# Gauss Divergence Theorem

• May 10th 2010, 11:51 PM
HeheZz
Gauss Divergence Theorem
Verify Gauss Divergence Theorem ∭∇.F dxdydz=∬F. NdA
Where the closed surface S is the sphere x^2+y^2+z^2=9 and the vector field F = xz^2i+x^2yj+y^2zk

I have tried to solve the left hand side which appear to be (972*pi)/5
However, I cant seems to solve the right hand side to get the same answer.
I substitute x = 3sin(theta)cos(phi), y=3sin(theta)sin(phi), z=3cos(theta)
Therefore N=9sin^2(theta)cos(phi)i+9sin^2(theta)cos(phi)j+9cos(theta)sin(theta)k
and
F=27sin(θ)cos^2(θ)cos(φ)i+27sin^3(θ)cos^2(φ)sin(φ)j+27sin^2(θ)cos(θ)sin^2(φ)k
then I used ∫(0-2pi)∫(0-pi) F. N dθdφ
I got the final answer as (324*pi)/5 which does not match with left hand side.
Hope anyone can help here plz.

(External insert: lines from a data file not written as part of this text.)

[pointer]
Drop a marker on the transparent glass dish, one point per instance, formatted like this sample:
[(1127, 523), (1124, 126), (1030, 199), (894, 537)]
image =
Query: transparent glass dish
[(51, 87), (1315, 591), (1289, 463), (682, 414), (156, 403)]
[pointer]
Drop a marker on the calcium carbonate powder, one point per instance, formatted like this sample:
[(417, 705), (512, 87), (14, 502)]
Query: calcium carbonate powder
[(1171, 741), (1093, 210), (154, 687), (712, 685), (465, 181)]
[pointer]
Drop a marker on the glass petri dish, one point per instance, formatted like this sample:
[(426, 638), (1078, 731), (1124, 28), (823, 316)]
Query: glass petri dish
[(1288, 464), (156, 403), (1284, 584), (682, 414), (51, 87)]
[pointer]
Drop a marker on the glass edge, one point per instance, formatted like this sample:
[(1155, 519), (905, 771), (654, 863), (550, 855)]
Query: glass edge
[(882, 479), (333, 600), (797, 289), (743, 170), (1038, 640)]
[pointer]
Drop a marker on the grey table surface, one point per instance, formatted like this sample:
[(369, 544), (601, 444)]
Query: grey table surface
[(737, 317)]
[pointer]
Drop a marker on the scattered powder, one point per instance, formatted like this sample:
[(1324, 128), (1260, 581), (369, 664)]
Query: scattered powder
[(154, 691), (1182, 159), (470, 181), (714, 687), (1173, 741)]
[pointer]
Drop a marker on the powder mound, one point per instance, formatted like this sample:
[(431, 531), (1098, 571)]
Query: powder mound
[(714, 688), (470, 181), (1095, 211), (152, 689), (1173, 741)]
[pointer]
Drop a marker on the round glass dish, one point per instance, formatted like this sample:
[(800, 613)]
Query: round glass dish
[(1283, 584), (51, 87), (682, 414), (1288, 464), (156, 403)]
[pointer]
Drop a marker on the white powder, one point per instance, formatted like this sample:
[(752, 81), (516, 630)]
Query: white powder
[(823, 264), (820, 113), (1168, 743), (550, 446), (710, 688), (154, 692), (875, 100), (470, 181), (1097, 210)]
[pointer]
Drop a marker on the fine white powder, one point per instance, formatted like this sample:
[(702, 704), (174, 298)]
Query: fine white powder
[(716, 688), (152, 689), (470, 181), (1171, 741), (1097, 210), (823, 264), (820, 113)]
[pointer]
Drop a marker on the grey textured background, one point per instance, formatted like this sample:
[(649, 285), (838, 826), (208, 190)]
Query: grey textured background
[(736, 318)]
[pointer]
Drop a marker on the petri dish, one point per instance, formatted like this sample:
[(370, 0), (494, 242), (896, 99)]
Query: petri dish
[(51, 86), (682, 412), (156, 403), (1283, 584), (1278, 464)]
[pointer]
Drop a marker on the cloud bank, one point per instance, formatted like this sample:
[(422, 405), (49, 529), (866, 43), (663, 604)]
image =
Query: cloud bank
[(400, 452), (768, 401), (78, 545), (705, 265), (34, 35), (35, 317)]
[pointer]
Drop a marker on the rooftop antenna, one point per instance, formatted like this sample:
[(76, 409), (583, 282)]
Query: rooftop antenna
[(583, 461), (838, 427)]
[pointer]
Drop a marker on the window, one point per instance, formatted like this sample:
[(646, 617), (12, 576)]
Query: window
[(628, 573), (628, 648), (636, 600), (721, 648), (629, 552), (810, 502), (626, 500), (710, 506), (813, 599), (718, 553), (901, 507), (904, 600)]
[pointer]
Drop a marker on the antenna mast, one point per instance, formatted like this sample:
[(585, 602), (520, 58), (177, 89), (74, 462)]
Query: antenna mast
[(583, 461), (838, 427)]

Thanks!
• May 11th 2010, 06:29 AM
Jester
Quote:

Originally Posted by HeheZz
Verify Gauss Divergence Theorem ∭∇.F dxdydz=∬F. NdA
Where the closed surface S is the sphere x^2+y^2+z^2=9 and the vector field F = xz^2i+x^2yj+y^2zk

I have tried to solve the left hand side which appear to be (972*pi)/5
However, I cant seems to solve the right hand side to get the same answer.
I substitute x = 3sin(theta)cos(phi), y=3sin(theta)sin(phi), z=3cos(theta)
Therefore N=9sin^2(theta)cos(phi)i+9sin^2(theta)cos(phi)j+9cos(theta)sin(theta)k
and
F=27sin(θ)cos^2(θ)cos(φ)i+27sin^3(θ)cos^2(φ)sin(φ)j+27sin^2(θ)cos(θ)sin^2(φ)k
then I used ∫(0-2pi)∫(0-pi) F. N dθdφ
I got the final answer as (324*pi)/5 which does not match with left hand side.
Hope anyone can help here plz. Thanks!

Check the second component of your normal. I got $\displaystyle {\bf N}_2 = 9\sin^2(\theta)\sin(\phi)$.